John W. Chapman, David Reynolds, and Sarah A. Shreeves discuss approaches to the creation and management of metadata for institutional repositories at three institutions: University of Minnesota, Johns Hopkins University, and University of Illinois Urbana-Champaign. All three institutions are using DSpace software and opted to centralize metadata creation and item submissions (though not necessarily within their respective libraries). Metadata approaches at each institution are described, and they conclude with a "from the trenches" discussion of how repository developers could better address metadata issues such as support for expanded metadata schemas and authority control.
Jessica Branco Colati, Robin Dean, and Keith Maull write about the repository under development by the Colorado Alliance of Research Libraries. Staff members from the Alliance were charged with developing a standards-based, interoperable digital repository that would support the variety of uses its member libraries requested. Each member library would have its own "front door." They selected Fedora as the repository system, with Fez as the front-end, and METS and MODS metadata schema.
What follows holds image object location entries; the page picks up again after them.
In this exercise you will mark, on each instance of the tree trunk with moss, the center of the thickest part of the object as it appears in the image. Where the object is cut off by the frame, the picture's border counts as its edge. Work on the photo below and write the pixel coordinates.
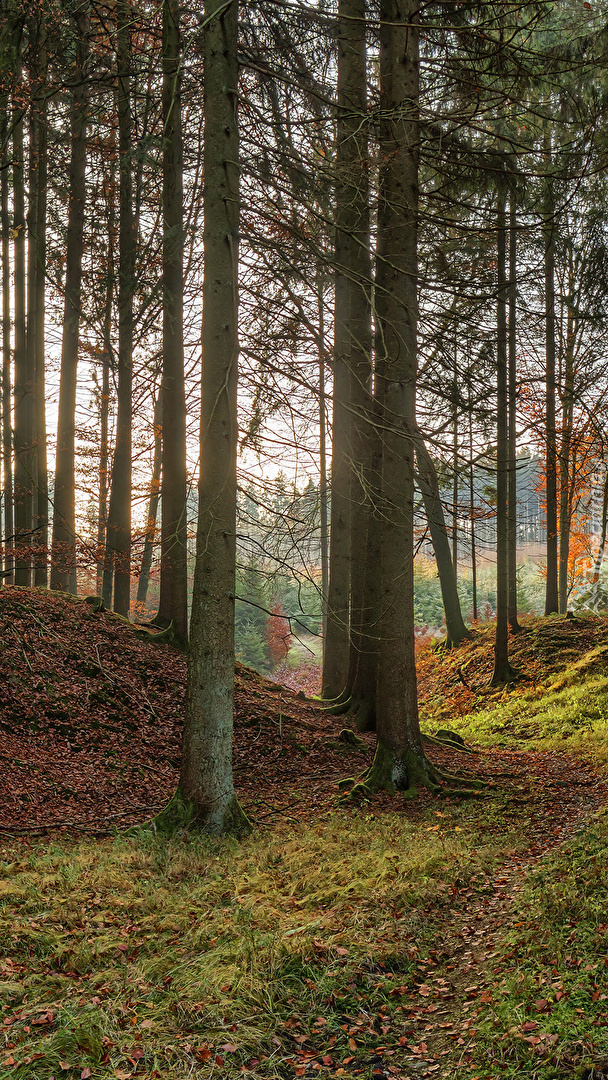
(512, 493)
(502, 671)
(352, 166)
(205, 797)
(552, 599)
(173, 604)
(24, 375)
(7, 375)
(400, 761)
(118, 535)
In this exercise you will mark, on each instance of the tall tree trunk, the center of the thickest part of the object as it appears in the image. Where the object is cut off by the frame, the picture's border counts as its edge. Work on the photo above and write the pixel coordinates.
(455, 495)
(173, 606)
(353, 221)
(551, 602)
(336, 645)
(502, 670)
(7, 412)
(595, 588)
(400, 760)
(104, 450)
(429, 486)
(472, 504)
(36, 328)
(512, 486)
(205, 796)
(24, 375)
(36, 292)
(567, 474)
(152, 510)
(119, 516)
(323, 516)
(63, 569)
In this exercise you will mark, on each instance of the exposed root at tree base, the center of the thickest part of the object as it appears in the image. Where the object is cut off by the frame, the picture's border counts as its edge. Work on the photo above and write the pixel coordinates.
(185, 814)
(406, 773)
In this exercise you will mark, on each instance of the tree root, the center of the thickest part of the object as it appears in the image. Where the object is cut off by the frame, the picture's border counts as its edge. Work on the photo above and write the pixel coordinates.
(406, 774)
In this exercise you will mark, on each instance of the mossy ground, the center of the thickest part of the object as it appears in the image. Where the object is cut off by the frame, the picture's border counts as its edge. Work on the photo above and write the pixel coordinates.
(151, 958)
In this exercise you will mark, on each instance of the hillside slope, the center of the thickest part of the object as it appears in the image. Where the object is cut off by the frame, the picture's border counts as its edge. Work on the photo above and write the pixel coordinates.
(91, 719)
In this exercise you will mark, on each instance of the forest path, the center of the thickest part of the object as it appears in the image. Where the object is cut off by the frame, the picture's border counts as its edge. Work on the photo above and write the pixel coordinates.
(460, 985)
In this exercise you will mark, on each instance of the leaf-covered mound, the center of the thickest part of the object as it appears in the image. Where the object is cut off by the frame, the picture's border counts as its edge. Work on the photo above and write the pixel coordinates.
(91, 719)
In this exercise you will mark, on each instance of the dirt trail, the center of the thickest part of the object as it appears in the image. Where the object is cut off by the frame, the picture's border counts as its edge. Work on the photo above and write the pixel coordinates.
(461, 987)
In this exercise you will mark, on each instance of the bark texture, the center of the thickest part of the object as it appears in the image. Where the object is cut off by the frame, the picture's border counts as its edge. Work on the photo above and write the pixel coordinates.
(397, 725)
(173, 606)
(205, 785)
(63, 569)
(502, 671)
The article describes the choices they made, rationale, and implications of those choices. The authors include the XML schema developed for their Fedora repository.
The final two articles in this issue address new directions in building repositories to accommodate collections of research data.
The University of Sydney Library collaborates with researchers to develop methods for providing long-term access and preservation of research data collections. Rowan Brownlee's article addresses policies surrounding metadata for research collections, where native metadata formats often are very different from formats used in library-managed digital repositories. Using examples from the University, Brownlee considers options for addressing non-Dublin Core metadata in the University of Sydney's repository, and concludes with potential actions for working with research faculty to manage data.
In the final article, Jane Greenberg takes a theoretical approach to metadata issues surrounding research data. She explores the phenomena of propagation, inheritance, and value system adoption demonstrated by the metadata within Dryad, a repository of research data in evolutionary biology. She demonstrates that lifecycle modeling can guide decisions about metadata infrastructure in repositories to support the goals of data sharing and reuse.
1 Walters, Tyler O., "Reinventing the Library—How Repositories Are Causing Librarians to Rethink Their Professional Roles," portal: Libraries and the Academy 7, no.2 (Apr. 2007): 213-225.
2 Hillman, Diane I. "Metadata Quality: From Evaluation to Augmentation" Cataloging and Classification Quarterly 46, no. 1 (2008): 65-80.
*Michael S. Babinec is assistant head of the Bibliographic Services Dept. at Northwestern University Library, 1970 Campus Drive, Evanston, IL 60208 (m-babinec(at)northwestern.edu).
Holly Mercer is head of Scholar Services at the University of Kansas, Anschutz Library, 1301 Hoch Auditoria Drive, room 320K, Lawrence, KS 66045-7537 (hmercer(at)ku.edu).
The co-editors wish to thank editor-in-chief Sandy Roe for your patience and support, Jane Greenberg encouraging us to guest co-edit, and Taylor and Francis for their accommodations for this theme issue in which open access factors so prominently.